La World Population Prospects estime qu’en 2050, nous pourrions être environ 10 milliards d’êtres humains sur la planète. C’est un chiffre suffisamment grand pour donner le tournis, imaginez 10 millions d’euros sur votre compte en banque, voilà le vertige dont je parle. Cela pose donc une réelle question de gestion des ressources, un problème également décrit dans le rapport GIEC[i] de 2019. Ce rapport incite à la nécessaire végétalisation de notre alimentation, à la lutte contre le gaspillage alimentaire et le recours accru à l’agriculture biologique. D’accord, mais le flexitarisme dans tout ça ?


Qu’est-ce que le flexitarisme ?

La préoccupation pour l’environnement et la traçabilité de la nourriture est un phénomène qui s’est très largement amplifié, ces dernières années. Notamment à la suite des nombres scandales, comme le scandale de la vache folle dans les années 90 ou plus récemment le scandale de la viande de cheval, pour n’en citer que quelques-uns.

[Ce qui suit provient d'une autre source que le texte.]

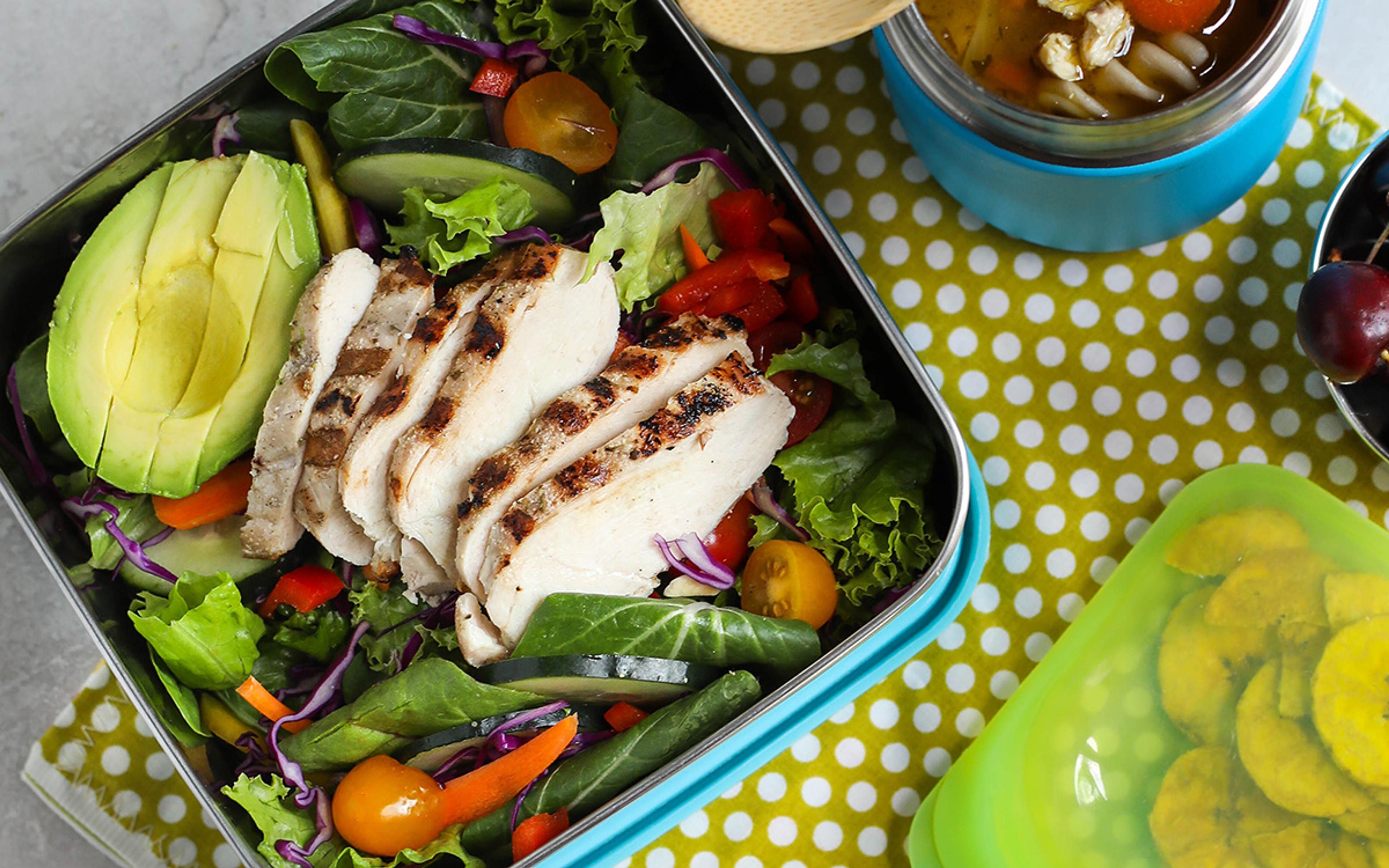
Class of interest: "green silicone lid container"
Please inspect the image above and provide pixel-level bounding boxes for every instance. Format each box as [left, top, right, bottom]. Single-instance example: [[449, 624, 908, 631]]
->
[[908, 465, 1389, 868]]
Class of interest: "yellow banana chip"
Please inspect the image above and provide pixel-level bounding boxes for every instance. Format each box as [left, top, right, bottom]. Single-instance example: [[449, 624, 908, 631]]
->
[[1147, 747, 1253, 868], [1167, 507, 1307, 576], [1235, 661, 1374, 817], [1249, 820, 1333, 868], [1278, 622, 1331, 718], [1326, 572, 1389, 630], [1206, 549, 1336, 626], [1311, 617, 1389, 787], [1157, 587, 1272, 746], [1332, 804, 1389, 842]]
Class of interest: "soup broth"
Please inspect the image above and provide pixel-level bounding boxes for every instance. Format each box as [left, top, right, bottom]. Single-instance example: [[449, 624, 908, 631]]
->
[[917, 0, 1279, 119]]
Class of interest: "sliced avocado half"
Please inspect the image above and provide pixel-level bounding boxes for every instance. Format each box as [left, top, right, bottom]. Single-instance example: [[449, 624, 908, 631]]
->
[[47, 153, 318, 497]]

De plus en plus de groupes à mouvance écologique ont également vu le jour, mais aussi les études se multiplient pour démontrer l’impact de l’activité humaine sur l’environnement et sur la vie humaine. Il a été notamment démontré que l’élevage intensif conduit à une production importante de gaz à effet de serre, accélérant, entre autres le réchauffement climatique et donc la destruction de nombreux écosystèmes. De même Mark Bittman[ii], auteur et chroniqueur culinaire pour The New York Times, en 2007 dans une conférence intitulée « What's wrong with what we eat ? », prône la réduction de la consommation de viande et de produits transformés pour diminuer l’impact de nos habitudes alimentaires sur l'environnement et la santé. De récentes études ont également mis en évidence que la consommation excessive de viandes (rouges principalement) entraînerait plus de probabilités d’apparition de certaines pathologies (diabète, maladies cardio-vasculaires, hypercholestérolémie, …), renforçant ainsi son discours.

Selon Mark Bittman, le flexitarisme vise à consommer moins de viande, idée qu’il prône depuis les années 90. Il reste, toutefois, différent du végétarisme ou du végétalisme, car il autorise la consommation de viande et de poisson de manière occasionnelle (quelque fois par semaine ou par mois par exemple). Le terme flexitarisme n’est arrivé qu’un peu plus tard grâce à la nutritionniste américaine Dawn Jackson Blatner qui bien que végétarienne consommait quelquefois par an de la viande et ne trouvait pas de terme approprié.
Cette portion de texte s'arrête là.